Friday, 05/17/2013 5:13:25 PM

Friday, May 17, 2013 5:13:25 PM

Post# of 30046
here's a fact:

when this company was operating, their gross revenues never exceeded 5% of their FORECAST gross revenues. That's right, the CEO missed his guidance by 95% every time he gave guidance.

Here's another: this company defaulted on EVERY loan they took out after MacLellan became CEO.

Here's another: they haven't filed a financial report since 4th Qtr 2011.

Here's another: after MacLellan took over and Jade mutinied and the only income was from onko-sure, the highest annual gross revenue total was $314,000 (in 2011). Operating expenses were $10 million that year (not counting the debt). That is the best the company ever did from an operations standpoint: gross revenues about 10% of operating costs.

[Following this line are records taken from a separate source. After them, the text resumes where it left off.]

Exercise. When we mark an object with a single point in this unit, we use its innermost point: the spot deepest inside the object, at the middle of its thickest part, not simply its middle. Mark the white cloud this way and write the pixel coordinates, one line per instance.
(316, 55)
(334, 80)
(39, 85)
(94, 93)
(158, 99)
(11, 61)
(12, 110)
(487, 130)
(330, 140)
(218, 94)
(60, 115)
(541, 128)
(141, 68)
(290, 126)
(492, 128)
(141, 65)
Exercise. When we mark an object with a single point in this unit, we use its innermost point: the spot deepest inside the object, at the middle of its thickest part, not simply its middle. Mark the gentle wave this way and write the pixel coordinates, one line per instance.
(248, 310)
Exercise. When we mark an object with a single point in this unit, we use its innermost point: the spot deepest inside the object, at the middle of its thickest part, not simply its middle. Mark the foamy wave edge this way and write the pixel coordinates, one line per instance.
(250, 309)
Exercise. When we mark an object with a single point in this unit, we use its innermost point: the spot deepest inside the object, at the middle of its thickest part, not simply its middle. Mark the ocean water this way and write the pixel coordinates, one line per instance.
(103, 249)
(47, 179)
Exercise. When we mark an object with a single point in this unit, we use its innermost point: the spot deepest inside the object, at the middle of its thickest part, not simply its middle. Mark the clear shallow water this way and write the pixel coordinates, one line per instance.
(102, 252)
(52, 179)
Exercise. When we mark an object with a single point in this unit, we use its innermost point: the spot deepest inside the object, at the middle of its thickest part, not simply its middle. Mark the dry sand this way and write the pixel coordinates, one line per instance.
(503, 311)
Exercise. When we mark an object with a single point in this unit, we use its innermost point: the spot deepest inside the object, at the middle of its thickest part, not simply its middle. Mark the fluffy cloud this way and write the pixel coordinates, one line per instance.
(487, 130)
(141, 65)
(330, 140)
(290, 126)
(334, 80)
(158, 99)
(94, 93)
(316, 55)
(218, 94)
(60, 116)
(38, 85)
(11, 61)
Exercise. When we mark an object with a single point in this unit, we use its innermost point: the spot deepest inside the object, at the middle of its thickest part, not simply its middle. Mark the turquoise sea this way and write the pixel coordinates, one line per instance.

Another fact: If you add the other expenses, this company lost about $85 million per year the last two years it operated (2010 and 2011).

Anyone clamoring for some kind of resurrection of this company and/or DR-70 has to answer one important question: WHY? Biotech is all about profits and making money. A developmental biotech can burn cash like that because there is a CHANCE it will be profitable some day, but when it gets FDA clearance for its flagship product (as AMDL did in 2006), the CEO has to meet his guidance, or the company dies. This company is proof that a biotech cvan't just get FDA clearance -- it has to SELL something; and patents are worthless if the device is not profitable.